Emotion is something that I would love to completely understand one day, I am under no illusion that it is possible, however if I can harness emotional strength and balance in myself then that will be a step in the right direction. Emotion runs deep in me, a trait I inherited from my mother and something that I have had to work on throughout my sobriety. I have used this gift of emotion in the past to manipulate people; I have also allowed myself to be manipulated by it. Emotion can be an inner reservoir of energy and strength, a miraculous gift or a powerful weapon, one capable of complete destruction.

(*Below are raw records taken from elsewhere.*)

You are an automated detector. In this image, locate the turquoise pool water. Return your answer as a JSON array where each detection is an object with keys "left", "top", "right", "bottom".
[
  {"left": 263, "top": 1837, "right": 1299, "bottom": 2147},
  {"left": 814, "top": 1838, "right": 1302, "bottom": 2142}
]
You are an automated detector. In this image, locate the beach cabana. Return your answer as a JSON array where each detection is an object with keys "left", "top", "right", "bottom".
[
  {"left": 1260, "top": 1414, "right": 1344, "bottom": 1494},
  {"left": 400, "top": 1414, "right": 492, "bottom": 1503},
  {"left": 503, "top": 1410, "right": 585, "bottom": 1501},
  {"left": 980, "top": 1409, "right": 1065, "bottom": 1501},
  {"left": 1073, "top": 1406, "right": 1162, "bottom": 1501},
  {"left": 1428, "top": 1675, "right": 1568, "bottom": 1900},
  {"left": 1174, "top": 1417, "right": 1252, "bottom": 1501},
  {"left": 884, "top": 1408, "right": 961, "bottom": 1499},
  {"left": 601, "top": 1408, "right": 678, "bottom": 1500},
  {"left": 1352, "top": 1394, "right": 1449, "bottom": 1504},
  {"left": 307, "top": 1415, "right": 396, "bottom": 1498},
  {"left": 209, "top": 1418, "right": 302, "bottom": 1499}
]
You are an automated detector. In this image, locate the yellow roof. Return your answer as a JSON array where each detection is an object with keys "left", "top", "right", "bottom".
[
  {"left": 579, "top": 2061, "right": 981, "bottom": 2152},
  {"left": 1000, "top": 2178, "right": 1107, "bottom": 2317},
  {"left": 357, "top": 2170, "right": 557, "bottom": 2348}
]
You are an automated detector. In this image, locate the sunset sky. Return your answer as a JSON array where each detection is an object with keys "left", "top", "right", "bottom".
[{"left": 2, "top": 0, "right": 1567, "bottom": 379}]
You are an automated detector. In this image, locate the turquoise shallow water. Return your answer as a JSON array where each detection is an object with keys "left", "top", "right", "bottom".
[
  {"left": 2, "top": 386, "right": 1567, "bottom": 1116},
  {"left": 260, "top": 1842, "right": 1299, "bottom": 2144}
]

I had never felt raw emotion until last year; don’t be confused by this I have felt emotions before however I never really respected them, nor did I understand how or why they needed processing. Previously in my life I would quickly drown away emotions, particularly those I didn’t want to feel or deal with; I chose to face my difficulties in a way I had grown accustom to, alcohol and ignorance. I have also been guilty of carelessly drawing upon emotion to gain influence or manipulating people to aid in my own endeavors. Addiction gives the same advice you hear given to hopeful musicians or actors, use your emotions to gain a connection with your audience; it has the ability to turn you into a Faceless man.
I strongly believe now that emotions should not just be felt, but lived. I had to live my emotions in order to ever understand how and why they affected me the way that they did. At one particular point I recall being hit with just about every emotion known to man in a single death punch, a single event was enough to nearly de-rail my recovery and give me an excuse to relapse. Emotions are not excuses, they are feelings and it was through those feelings and that experience that I gained respect for raw emotion, not masked, not false, the core, root, and raw emotion.
If we take the time to analyze our emotions and observe the underlining feeling to that emotion, we can start to develop knowledge of its impact. Rather than switching off, approach with a conscious decision to weed out the full range of emotions you are feeling. It may take some time, however gaining knowledge on this energy will allow you to live an emotion with thought and feeling, unlocking another level of consciousness within our lives and giving us again a powerful weapon, used for growth and rebuild not destruction.
As addicts we may never gain a strong hold on our addiction until we understand ourselves, we need to learn to live with our emotions, we must feel them in their rawest form, process them till their passing, learn and understand their meaning. Once we have lived with emotion from its birth to its death that is when we start to gain its strength.